I already read that article, and stated in the original post I have already checked for ACL's! The worker that is on the same port group, in the same datacenter is working fine. The ports I listed are FROM the document you linked me, specifically required for a worker.

Is there a best practice/support method that is currently documented? I have read everything on VMware vCenter Log Insight 2.0 Documentation Center and nothing shows how to set it up, or what is even suggested for best practice besides just saying "load balancing"

Well LB is separate from creating a cluster. The LB is for handling traffic sent to the cluster (e.g. syslog traffic). Creating a cluster is straight forward and since it works with nodes in the same DC, I would suspect it is a firewall issue. One thing you can try is logging into the master and running: telnet <ipOfWorker> <portFromSecurityDoc> and see if any are not open. The issue would not be on the virtual appliance, the issue would be on the network between the master and the worker. You might also try looking at the logs in /storage/var/loginsight on both the worker and the master and see what additional information is presented about the issue.

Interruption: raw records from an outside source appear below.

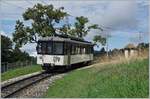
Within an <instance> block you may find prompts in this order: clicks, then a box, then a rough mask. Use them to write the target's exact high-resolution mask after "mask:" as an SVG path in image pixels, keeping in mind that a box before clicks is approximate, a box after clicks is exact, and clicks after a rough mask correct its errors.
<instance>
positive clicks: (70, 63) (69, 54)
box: [67, 43, 71, 66]
mask: <svg viewBox="0 0 150 99" xmlns="http://www.w3.org/2000/svg"><path fill="white" fill-rule="evenodd" d="M67 56H68V62H67V63H68V66H70V65H71V62H70V61H71V44H70V43H67Z"/></svg>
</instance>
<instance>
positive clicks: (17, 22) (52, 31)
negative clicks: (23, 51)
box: [13, 4, 68, 47]
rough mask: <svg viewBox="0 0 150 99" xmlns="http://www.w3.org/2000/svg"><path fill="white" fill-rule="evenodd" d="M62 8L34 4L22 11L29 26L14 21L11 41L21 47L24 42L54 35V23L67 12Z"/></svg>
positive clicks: (31, 42)
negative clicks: (13, 42) (13, 29)
mask: <svg viewBox="0 0 150 99" xmlns="http://www.w3.org/2000/svg"><path fill="white" fill-rule="evenodd" d="M63 10H64V8H63V7H60V8H57V9H56V8H54V7H53V5H42V4H36V5H34V6H33V8H28V9H27V10H26V11H25V12H24V13H23V18H24V20H25V21H29V22H31V26H24V23H23V22H21V21H19V20H18V21H17V22H16V26H15V32H14V33H13V41H14V42H15V43H16V46H18V47H21V46H22V45H24V44H26V43H28V42H29V43H36V42H37V38H38V37H46V36H52V35H56V30H57V29H59V28H56V26H55V25H56V24H58V23H59V22H60V21H61V20H63V18H64V17H66V16H67V15H68V14H67V13H66V12H64V11H63Z"/></svg>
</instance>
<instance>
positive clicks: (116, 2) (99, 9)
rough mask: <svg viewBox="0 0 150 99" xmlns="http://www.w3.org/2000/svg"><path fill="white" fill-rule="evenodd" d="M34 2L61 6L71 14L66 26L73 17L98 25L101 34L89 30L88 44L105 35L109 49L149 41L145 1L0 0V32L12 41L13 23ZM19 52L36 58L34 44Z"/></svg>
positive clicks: (36, 3)
mask: <svg viewBox="0 0 150 99" xmlns="http://www.w3.org/2000/svg"><path fill="white" fill-rule="evenodd" d="M37 3H41V4H44V5H47V4H53V5H54V7H55V8H58V7H62V6H63V7H64V8H65V9H64V10H65V11H66V12H68V13H69V14H70V15H71V16H70V17H69V19H70V20H69V23H73V22H74V19H75V17H77V16H85V17H87V18H88V19H89V25H90V24H98V25H99V26H100V27H102V28H103V29H104V31H103V32H102V31H99V30H92V31H90V33H89V34H88V35H87V36H86V37H85V40H87V41H92V39H93V37H94V35H101V36H103V37H106V36H107V35H109V37H108V48H109V49H114V48H119V49H120V48H124V47H125V46H126V45H127V44H128V43H133V44H135V45H137V44H138V43H140V42H149V29H148V26H149V24H148V21H149V19H148V17H149V6H150V2H149V1H148V0H87V1H85V0H83V1H82V0H76V1H75V0H56V1H53V0H0V33H1V34H3V35H6V36H8V37H10V38H12V33H13V32H14V28H15V24H16V20H18V19H19V20H21V21H24V20H23V18H22V13H23V12H24V11H25V10H26V9H27V8H29V7H33V5H35V4H37ZM27 24H30V22H28V23H27ZM139 37H141V39H140V40H139ZM104 47H105V46H104ZM101 48H102V46H101V45H100V47H96V46H95V47H94V49H95V50H100V49H101ZM21 50H22V51H26V52H28V53H29V54H30V55H31V56H36V44H27V45H24V46H23V47H22V48H21Z"/></svg>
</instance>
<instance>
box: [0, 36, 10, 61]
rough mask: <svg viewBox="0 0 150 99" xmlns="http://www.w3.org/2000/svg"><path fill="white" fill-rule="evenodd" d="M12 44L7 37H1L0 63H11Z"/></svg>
mask: <svg viewBox="0 0 150 99" xmlns="http://www.w3.org/2000/svg"><path fill="white" fill-rule="evenodd" d="M12 46H13V43H12V41H11V39H10V38H8V37H7V36H4V35H1V61H2V62H7V61H11V55H12Z"/></svg>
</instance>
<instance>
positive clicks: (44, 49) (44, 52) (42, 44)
mask: <svg viewBox="0 0 150 99" xmlns="http://www.w3.org/2000/svg"><path fill="white" fill-rule="evenodd" d="M41 49H42V53H43V54H46V42H43V43H42V48H41Z"/></svg>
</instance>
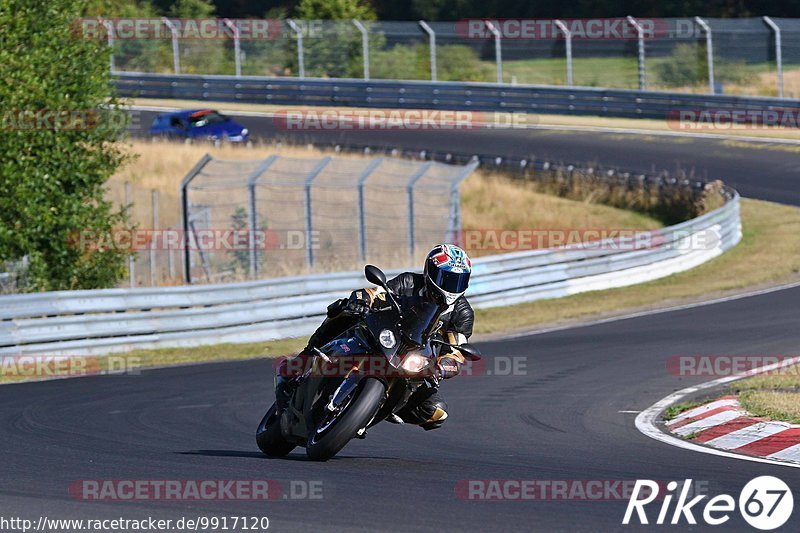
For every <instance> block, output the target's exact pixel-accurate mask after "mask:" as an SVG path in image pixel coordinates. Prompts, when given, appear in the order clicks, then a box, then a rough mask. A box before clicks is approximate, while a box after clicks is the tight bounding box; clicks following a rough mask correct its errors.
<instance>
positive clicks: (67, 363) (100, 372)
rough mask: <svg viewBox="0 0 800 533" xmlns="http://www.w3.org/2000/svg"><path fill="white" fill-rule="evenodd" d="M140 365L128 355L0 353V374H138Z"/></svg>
mask: <svg viewBox="0 0 800 533" xmlns="http://www.w3.org/2000/svg"><path fill="white" fill-rule="evenodd" d="M141 366H142V364H141V358H139V357H135V356H129V355H108V356H104V357H96V356H91V355H41V354H39V355H11V356H2V357H0V378H66V377H80V376H96V375H106V374H114V375H116V374H139V371H140V369H141Z"/></svg>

Telnet is not installed on, nor does it come with, Log Insight 😞 Also, the only firewall that would be in the way between the locations, would the IPtables on this VM. Since there no installation of iptables on the log insight vm either, the issue is not a firewall or ACL. The slave even gets a denied response from the Master, so I know it can talk, as well as ping each other.

Side note, looks like the ROOT account is set to expire 365 days from the time it was changed, guess I will be setting a reminder for that!

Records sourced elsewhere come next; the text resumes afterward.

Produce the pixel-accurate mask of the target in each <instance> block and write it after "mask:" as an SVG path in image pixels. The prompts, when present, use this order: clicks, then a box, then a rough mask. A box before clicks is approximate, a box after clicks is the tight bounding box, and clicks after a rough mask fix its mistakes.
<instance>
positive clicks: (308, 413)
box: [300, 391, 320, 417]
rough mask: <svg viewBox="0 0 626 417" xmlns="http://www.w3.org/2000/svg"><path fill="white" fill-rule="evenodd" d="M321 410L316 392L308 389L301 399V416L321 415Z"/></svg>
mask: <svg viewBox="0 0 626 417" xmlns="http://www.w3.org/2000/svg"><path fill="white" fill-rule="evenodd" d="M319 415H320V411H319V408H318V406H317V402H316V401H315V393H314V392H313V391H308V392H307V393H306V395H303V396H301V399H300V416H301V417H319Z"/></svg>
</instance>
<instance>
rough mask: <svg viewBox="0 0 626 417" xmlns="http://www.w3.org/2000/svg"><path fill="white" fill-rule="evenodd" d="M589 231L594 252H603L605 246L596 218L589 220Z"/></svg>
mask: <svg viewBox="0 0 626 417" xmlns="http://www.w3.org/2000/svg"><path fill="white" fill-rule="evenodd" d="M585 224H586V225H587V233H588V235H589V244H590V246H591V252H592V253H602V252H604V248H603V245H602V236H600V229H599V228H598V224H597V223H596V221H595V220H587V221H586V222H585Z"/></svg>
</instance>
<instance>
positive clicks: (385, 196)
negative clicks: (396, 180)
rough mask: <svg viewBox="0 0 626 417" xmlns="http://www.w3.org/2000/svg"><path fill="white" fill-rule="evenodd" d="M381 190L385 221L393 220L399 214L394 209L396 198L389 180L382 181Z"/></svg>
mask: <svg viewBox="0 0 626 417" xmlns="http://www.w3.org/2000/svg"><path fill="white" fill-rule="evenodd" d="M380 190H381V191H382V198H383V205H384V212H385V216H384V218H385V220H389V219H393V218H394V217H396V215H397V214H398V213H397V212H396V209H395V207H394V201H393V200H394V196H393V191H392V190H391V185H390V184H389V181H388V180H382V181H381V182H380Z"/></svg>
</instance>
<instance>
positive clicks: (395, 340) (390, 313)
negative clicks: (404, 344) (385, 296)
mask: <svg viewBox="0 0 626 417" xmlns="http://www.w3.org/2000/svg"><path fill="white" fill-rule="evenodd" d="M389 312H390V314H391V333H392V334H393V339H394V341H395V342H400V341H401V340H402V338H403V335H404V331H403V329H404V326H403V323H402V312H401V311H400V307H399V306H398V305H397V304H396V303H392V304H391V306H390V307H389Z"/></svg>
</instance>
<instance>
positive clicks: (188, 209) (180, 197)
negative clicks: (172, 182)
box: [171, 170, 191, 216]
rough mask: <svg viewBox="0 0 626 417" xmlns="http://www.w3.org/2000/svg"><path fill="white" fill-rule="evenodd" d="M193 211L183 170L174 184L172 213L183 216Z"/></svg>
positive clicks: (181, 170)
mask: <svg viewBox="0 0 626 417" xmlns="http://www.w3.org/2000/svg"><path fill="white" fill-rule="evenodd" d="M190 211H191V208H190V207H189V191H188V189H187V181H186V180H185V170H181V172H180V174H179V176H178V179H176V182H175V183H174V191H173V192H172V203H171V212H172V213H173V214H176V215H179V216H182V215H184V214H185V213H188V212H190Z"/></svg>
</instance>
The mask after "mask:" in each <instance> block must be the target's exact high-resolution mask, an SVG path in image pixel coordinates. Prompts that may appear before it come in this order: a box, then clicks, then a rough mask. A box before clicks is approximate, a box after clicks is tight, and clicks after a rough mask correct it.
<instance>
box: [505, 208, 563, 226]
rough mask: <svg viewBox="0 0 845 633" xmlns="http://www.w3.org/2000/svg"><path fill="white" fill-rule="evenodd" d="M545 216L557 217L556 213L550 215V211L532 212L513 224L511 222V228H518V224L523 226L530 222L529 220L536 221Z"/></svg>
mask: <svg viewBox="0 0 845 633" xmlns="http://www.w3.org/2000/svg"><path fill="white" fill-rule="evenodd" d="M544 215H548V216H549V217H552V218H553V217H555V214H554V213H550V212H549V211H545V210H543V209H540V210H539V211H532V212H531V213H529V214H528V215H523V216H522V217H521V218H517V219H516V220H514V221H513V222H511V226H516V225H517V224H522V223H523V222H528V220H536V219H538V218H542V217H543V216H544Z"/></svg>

Hmm, thought telnet was, but you are correct. I noticed you stated worker is running older version than master. Was the worker ever joined to master? Perhaps you could try upgrading worker to same version as master before joining (though if same config worked within DC then not issue). Next up would be looking at the logs on the master and worker.

You mentioned root account expires in 365 days - can you paste where you see this?

I will try deploying another one that is 2.0.3 this weekend.

Regarding the root expiration, you can do "cat /etc/shadow" and it will show you the expiration at 365 days, I am no longer VPN'ed into that environment, but anyone can cat /etc/shadow and see theirs too 🙂

Message was edited by: thepj

I tried the 2.0.3 OVA this weekend, and they have the same problems. There are no ACL's or firewalls that are blocking between them.

I am looking into the SR. A support bundle for the master node AND the worker node will be needed so please ensure they are uploaded to the SR if they are not already.

Yep! I already uploaded the one from the master.

Have a WebEx this afternoon with him, will update what we find in here.

Cool! Can you also upload the worker support bundle?

Sure! Will need to get SSH enabled, and create the support bundle via CLI!

I lied, I can't.

This is a fresh 2.0.3 install, I have tried this on two different locations, both have the same error. These are workers that have not been joined to anything.

That is okay, it should still continue to run and complete - it may take several minutes. Unfortunately, it is not very verbose as it generates the support bundle.

Turns out it was in fact, an ACL. Our Networking department swore up and down that it wasn't, but in the end, it was.

I spoke to the Rep this morning, and the configuration setup of having 1 worker in each location (3 separate physical sites) was our hope. He is following up to see if the workers hold the data locally, and when the query is ran, it queries the worker's local cache of logs and not send them over VPN to the master.

It's always a network problem I am glad you were able to get it resolved. Data is stored locally, though the master must receive query information from workers.

If your question is answered, can you please mark this question as answered?

How does the Archiving work in this scenario then? Will future releases of Log Insight have the ability to archive in a different locations for the workers? If so, that would be awesome.

Currently archiving is configured on the master and applies to all nodes. In short, all nodes archive to the same location. There is a roadmap item to separate this out, but I would encourage you to open a discussion on loginsight.vmware.com as community voted items will be prioritized!

Thanks for opening! Again, please note that a geo-located Log Insight is not supported today. When it is, handling archiving based on location should also be addressed.